Mazes, combinatorial optimization, hype-cycles.
Maze Runner
Imagine yourself trapped in a labyrinth, a maze of intricate paths and junctions, each leading to countless bifurcations. Picture the first junction, branching out into a bewildering array of a hundred paths. And with each path you choose, there are more junctions, each spawning hundreds more paths, some of which may even loop back upon themselves. Amidst this maze, countless dead-ends await, ready to thwart your progress.
But fear not, for there are exits: exits that lead to the very treasure you seek, brimming with infinite riches. Yet, how does one even begin such an exhausting quest? Ah, there are clues scattered along the way, like glimmering gold-coins, guiding you with their elusive allure.
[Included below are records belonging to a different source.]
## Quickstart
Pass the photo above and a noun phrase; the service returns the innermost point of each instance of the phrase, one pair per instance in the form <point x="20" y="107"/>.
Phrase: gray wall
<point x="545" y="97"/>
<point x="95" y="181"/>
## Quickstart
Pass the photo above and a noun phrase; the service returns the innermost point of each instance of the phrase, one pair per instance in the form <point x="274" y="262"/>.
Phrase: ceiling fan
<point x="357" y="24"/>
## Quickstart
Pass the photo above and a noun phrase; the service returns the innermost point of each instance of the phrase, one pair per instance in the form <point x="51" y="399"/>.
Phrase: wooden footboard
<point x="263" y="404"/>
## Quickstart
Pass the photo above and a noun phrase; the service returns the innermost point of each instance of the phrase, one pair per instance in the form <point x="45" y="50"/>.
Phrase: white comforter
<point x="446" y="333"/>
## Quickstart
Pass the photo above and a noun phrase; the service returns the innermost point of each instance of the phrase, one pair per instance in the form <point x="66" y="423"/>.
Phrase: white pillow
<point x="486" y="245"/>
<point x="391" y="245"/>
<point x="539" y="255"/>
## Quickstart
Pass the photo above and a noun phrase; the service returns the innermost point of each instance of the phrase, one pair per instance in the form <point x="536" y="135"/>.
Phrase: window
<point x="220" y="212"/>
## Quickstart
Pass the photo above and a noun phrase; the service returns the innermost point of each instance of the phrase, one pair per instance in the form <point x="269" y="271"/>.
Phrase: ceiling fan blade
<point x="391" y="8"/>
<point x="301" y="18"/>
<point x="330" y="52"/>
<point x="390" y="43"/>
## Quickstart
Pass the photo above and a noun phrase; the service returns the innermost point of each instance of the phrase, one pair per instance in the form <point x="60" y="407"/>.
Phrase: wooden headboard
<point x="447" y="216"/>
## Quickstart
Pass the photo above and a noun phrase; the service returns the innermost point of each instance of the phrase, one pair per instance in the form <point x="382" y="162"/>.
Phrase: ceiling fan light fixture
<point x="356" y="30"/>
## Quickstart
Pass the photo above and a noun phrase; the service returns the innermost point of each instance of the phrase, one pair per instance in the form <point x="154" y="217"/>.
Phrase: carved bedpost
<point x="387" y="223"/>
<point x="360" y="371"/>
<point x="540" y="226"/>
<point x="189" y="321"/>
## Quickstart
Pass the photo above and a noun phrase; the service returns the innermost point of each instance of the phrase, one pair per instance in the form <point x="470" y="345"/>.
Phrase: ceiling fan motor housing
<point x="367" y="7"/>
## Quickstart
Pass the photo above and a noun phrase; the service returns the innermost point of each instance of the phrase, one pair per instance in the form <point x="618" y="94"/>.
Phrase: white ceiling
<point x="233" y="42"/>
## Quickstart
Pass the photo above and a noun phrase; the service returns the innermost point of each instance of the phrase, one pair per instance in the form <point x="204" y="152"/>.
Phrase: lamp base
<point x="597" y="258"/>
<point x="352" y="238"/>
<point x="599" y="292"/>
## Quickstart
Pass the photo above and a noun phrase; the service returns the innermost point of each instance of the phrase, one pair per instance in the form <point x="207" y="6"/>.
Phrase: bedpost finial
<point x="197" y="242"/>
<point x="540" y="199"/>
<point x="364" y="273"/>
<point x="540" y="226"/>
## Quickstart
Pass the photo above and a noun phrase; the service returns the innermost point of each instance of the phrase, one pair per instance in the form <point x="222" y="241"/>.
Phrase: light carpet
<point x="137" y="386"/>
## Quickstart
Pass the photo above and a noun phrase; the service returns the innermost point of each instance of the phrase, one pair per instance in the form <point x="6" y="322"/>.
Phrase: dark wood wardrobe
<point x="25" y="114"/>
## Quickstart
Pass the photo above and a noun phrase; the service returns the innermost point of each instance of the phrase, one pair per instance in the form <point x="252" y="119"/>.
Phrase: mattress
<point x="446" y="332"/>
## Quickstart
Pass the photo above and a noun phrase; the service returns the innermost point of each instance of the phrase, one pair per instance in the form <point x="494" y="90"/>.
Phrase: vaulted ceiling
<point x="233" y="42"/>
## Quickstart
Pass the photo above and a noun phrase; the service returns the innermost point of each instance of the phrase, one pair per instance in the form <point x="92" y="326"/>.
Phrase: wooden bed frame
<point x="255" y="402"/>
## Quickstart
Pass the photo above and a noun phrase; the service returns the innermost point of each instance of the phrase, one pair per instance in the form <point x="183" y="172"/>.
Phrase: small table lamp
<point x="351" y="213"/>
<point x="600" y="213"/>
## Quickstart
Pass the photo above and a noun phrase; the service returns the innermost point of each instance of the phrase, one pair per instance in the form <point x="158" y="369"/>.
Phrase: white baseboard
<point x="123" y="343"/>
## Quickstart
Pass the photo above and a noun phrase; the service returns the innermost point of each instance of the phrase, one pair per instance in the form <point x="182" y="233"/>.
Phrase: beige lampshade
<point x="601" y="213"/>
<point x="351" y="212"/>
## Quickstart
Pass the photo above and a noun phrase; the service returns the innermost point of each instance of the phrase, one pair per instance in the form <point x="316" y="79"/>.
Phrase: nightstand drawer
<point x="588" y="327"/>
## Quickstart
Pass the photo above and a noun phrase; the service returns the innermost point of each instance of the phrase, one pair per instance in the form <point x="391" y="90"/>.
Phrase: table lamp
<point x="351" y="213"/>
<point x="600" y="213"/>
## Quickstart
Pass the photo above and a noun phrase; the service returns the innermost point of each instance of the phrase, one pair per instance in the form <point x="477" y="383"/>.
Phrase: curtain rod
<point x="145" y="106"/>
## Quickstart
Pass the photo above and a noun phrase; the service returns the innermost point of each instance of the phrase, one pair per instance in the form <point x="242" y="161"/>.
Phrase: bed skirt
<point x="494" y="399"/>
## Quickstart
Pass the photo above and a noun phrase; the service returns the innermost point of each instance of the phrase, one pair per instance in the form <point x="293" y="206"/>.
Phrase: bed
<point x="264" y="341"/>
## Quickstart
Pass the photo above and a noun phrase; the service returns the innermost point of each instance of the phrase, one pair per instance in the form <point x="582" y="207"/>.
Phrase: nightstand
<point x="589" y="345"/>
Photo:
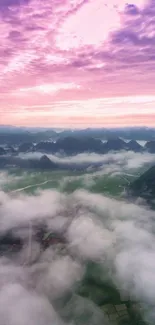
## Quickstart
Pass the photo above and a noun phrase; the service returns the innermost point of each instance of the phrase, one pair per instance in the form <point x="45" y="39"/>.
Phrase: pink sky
<point x="77" y="63"/>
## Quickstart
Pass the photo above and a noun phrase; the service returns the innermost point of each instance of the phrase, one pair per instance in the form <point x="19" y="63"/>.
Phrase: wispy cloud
<point x="49" y="50"/>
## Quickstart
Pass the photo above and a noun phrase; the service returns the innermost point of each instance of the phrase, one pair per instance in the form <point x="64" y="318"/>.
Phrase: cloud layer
<point x="117" y="235"/>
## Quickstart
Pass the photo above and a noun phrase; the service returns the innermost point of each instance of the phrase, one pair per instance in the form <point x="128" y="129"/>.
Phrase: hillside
<point x="144" y="186"/>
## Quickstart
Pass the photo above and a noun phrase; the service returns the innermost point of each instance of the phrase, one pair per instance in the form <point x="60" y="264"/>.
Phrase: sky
<point x="77" y="63"/>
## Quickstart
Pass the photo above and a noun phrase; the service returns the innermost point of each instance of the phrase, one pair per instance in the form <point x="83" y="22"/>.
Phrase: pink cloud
<point x="49" y="54"/>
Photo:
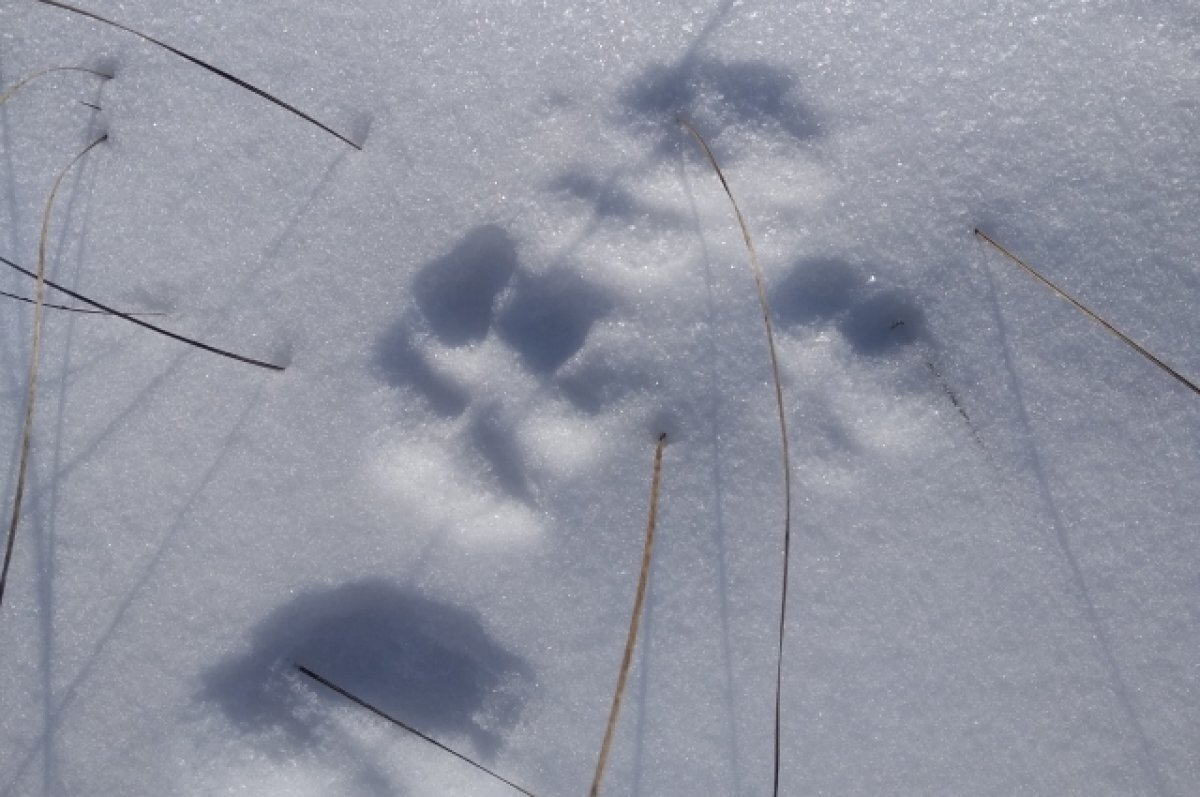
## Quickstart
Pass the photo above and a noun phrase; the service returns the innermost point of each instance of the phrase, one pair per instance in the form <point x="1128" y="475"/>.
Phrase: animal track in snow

So, here’s the method: at every junction, select a handful of paths at random. Venture as far as you can, discarding the dead-end paths and forging ahead on the ones that yield the greatest number of gold coins.
Now, here’s the counter-intuitive twist, even if you stumble upon a path that appears less promising, you still traverse it at times. By occasionally embracing inferior paths, you prevent yourself from getting stuck at one place and enhance your chances of discovering the elusive exit. Thus, at most junctions, you opt for the better path, the one adorned with more gold coins, except at select junctions, where you deliberately choose the seemingly inferior route. It’s a simple principle: explore different paths, embrace calculated risks, and find your way out.
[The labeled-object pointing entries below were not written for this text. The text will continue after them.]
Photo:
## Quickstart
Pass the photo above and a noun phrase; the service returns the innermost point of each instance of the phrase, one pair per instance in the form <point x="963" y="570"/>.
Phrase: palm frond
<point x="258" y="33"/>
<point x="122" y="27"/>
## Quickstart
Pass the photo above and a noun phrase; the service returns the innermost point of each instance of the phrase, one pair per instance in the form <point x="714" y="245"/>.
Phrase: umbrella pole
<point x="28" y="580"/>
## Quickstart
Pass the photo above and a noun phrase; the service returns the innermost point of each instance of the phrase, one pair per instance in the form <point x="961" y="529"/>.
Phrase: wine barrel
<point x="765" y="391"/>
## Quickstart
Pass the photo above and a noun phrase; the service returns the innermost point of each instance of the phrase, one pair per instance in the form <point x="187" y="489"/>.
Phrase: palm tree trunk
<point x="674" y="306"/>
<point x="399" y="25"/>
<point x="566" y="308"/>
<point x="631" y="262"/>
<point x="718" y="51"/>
A remarkably potent optimization algorithm known as simulated annealing is based on a similar strategy. Initially, you make a multitude of risky decisions. As your knowledge expands, you transition to increasingly judicious choices, driven by a desire for greater gain. This early phase is aptly called the heating up period, where you take risks and fail, followed by the subsequent cooldown. Whenever I encounter a vexing combinatorial optimization problem, a few lines of this code typically hold the key.
Hype Cycles
A few years back, during a prominent machine learning conference, I witnessed an esteemed academic luminary deliver their keynote address and morning presentations, only to retreat to the back-benches and immerse themselves in an old linear algebra book. As the conference coordinator, I approached them after a while and inquired if they were interested in attending any of the sessions.
“You should, but I won’t,” they replied. “Tell me later, in one word, what’s the single most crucial topic this year?”
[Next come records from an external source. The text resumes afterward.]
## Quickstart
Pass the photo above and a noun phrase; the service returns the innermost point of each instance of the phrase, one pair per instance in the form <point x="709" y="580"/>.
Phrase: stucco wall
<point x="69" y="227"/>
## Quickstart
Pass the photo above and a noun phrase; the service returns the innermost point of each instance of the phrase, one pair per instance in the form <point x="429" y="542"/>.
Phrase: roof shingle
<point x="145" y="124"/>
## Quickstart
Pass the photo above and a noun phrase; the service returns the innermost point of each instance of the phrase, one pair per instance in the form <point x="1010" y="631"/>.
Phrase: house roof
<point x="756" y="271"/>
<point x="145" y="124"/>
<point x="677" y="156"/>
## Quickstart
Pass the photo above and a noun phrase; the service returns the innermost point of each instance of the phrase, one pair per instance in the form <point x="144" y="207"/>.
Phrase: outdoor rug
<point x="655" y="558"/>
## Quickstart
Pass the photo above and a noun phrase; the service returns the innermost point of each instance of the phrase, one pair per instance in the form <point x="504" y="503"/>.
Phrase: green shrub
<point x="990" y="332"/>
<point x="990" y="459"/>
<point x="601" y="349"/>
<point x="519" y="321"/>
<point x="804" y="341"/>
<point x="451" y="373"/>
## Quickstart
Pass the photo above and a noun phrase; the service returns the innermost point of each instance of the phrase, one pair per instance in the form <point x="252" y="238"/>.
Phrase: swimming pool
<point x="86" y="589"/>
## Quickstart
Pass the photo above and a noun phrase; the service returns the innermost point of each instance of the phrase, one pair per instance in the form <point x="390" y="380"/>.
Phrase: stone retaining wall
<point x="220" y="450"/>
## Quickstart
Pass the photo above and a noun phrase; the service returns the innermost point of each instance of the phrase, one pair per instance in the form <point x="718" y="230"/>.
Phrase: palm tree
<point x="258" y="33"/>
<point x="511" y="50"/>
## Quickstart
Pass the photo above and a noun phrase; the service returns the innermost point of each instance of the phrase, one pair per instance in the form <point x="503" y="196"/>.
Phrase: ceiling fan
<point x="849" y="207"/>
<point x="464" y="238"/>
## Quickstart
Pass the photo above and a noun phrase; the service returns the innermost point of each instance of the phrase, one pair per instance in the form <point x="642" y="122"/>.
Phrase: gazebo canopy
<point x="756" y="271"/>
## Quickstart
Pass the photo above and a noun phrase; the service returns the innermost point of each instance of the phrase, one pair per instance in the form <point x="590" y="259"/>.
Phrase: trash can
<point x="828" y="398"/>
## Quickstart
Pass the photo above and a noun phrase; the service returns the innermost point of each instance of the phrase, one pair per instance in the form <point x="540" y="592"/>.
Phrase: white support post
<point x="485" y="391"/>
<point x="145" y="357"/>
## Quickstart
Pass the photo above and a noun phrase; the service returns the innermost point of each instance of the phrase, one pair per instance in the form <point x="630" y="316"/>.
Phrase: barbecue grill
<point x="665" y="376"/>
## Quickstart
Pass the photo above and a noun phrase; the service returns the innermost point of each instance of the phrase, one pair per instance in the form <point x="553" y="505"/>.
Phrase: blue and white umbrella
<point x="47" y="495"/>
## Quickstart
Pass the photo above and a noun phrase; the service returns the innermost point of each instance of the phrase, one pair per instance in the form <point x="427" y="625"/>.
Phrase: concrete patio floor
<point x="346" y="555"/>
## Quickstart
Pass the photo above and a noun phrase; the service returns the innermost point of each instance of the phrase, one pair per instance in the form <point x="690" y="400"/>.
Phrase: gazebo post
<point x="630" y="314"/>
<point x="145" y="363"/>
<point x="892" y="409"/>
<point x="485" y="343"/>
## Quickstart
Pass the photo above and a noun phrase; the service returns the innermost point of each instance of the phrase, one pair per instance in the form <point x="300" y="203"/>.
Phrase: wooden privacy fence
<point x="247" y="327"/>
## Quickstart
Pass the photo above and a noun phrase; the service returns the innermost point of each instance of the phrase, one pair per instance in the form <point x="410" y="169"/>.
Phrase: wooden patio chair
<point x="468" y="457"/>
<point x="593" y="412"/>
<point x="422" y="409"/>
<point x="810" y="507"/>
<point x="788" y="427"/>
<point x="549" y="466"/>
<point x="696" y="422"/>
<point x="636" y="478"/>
“Auto-encoders,” I responded.
With a knowing smile, they remarked, “How many papers in total? Around 150, isn’t it? Within a year, perhaps only a dozen will endure, and in five years, merely two. Why bother with these ‘Hype Cycles’?”
That remark left an indelible impression on my naive graduate student self.
Hype cycles are akin to gold rushes, as discussed previously, periods when the system becomes ablaze with possibilities, enabling daring adventurers to take risks and uncover gold coins along the way, thereby fueling even greater hype. These cycles are commonplace in the realms of technology, startups, and academia. In the startup world, the previous gold rush may have been cryptocurrency, with the current one revolving around large language models.
So, if you possess an inquisitive nature and experience a slight “fear of missing out” during prevailing hype cycles, take solace and watch the game unfold, it’s never too late to learn or become a maze runner. In due time, the best ideas will emerge, standing resolute against the ever-shifting tides.